Elasticsearch Definitions

Navigate to: Marketing & Site Search > Site Search

The following definitions are provided to help in understanding Znode Search.

Analyzer:

Used to share instructions that are given to Elasticsearch on the nitty-gritty of how the data should be indexed/stored.

Tokenizer: Use to decide how Elasticsearch will take a set of words and divide it into separated terms called “tokens”. Token generation depends on the type of token filter used

Character Filters:

Used to preprocess the stream of characters before it is passed to the tokenizer. A character filter receives the original text as a stream of characters and can transform the stream by adding, removing, or changing characters.

Ex: If the Character mapping is done as "- => &" and a user enters a text 3-3 it will be converted to 3&3 while displaying the results

Stemmer:

Used to reduce a word to its root form to ensure variants of a word match during a search.

Ex: walking and walked can be stemmed to the same root word: walk

Fuzziness:

Used to identify two elements of text, strings, or entries that are approximately similar but are not exactly the same

Ex: If a text is entered = the Cat result will also search for Mat, Bat, Rat, Sat, etc.

Ex: If a text entered = Black result will also search for Lack, Slack, etc.

Token Filter:

A token filter is an operation done on tokens that modifies them in some way or another

The following token filters would be used in Elasticsearch for Znode (base)

Lowercase:

Used to change token text to lowercase

Ex: If a text entered = “The Quick Brown Fox” it will be converted to “the quick brown fox”

Synonyms:

Used to create a list of words that can be used as an alternative and is saved in the synonym list, when a user enters a search keyword it is then compared with the synonym list to find the match before displaying the search results

Ex: If a text entered = “Brown Fox” and the synonym list has Fox= “coyote, dingo” then the search results would display products that have fox, coyote, dingo

Stopwords:

Used to ignore all stop words if found in the search keyword. Stop words are usually words like “to”, “I”, “has”, “the”, “be”, “or”, etc. They are filler words that help sentences flow better, but provide a very little context on their own.
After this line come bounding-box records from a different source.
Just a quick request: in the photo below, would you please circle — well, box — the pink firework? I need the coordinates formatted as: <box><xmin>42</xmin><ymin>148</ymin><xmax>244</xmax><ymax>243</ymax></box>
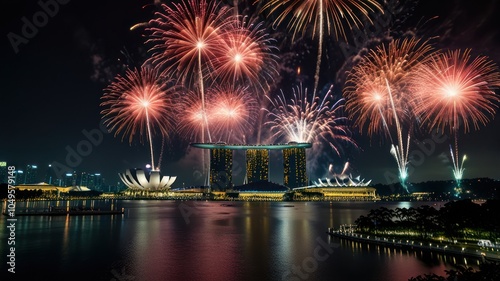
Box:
<box><xmin>412</xmin><ymin>50</ymin><xmax>500</xmax><ymax>186</ymax></box>
<box><xmin>208</xmin><ymin>87</ymin><xmax>259</xmax><ymax>142</ymax></box>
<box><xmin>344</xmin><ymin>38</ymin><xmax>433</xmax><ymax>135</ymax></box>
<box><xmin>266</xmin><ymin>84</ymin><xmax>356</xmax><ymax>155</ymax></box>
<box><xmin>412</xmin><ymin>50</ymin><xmax>500</xmax><ymax>132</ymax></box>
<box><xmin>147</xmin><ymin>0</ymin><xmax>234</xmax><ymax>84</ymax></box>
<box><xmin>101</xmin><ymin>67</ymin><xmax>174</xmax><ymax>169</ymax></box>
<box><xmin>178</xmin><ymin>87</ymin><xmax>258</xmax><ymax>141</ymax></box>
<box><xmin>214</xmin><ymin>17</ymin><xmax>277</xmax><ymax>92</ymax></box>
<box><xmin>344</xmin><ymin>38</ymin><xmax>433</xmax><ymax>188</ymax></box>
Ex: If a text entered = “The Quick Brown Fox” it will be considered as “quick brown fox”

Shingle:

Used when tokens are to be generated using the concatenation of the adjacent tokens. Shingles are generally used to help speed up phrase queries

Ex: If a text entered = “The Quick Brown Fox” then tokens generated would be “the,” “the quick”, “quick” “quick brown“, “brown fox” and “fox”

Ngram:

Used to break a text into words, this is helpful to create tokens(set of words) that can be used to search the desired output in search results

Ex: If a text entered =“Quick fox” then tokens generated would be [ Q, Qu, u, ui, i, ic, c, ck, k, f, fo, o, ox, x ]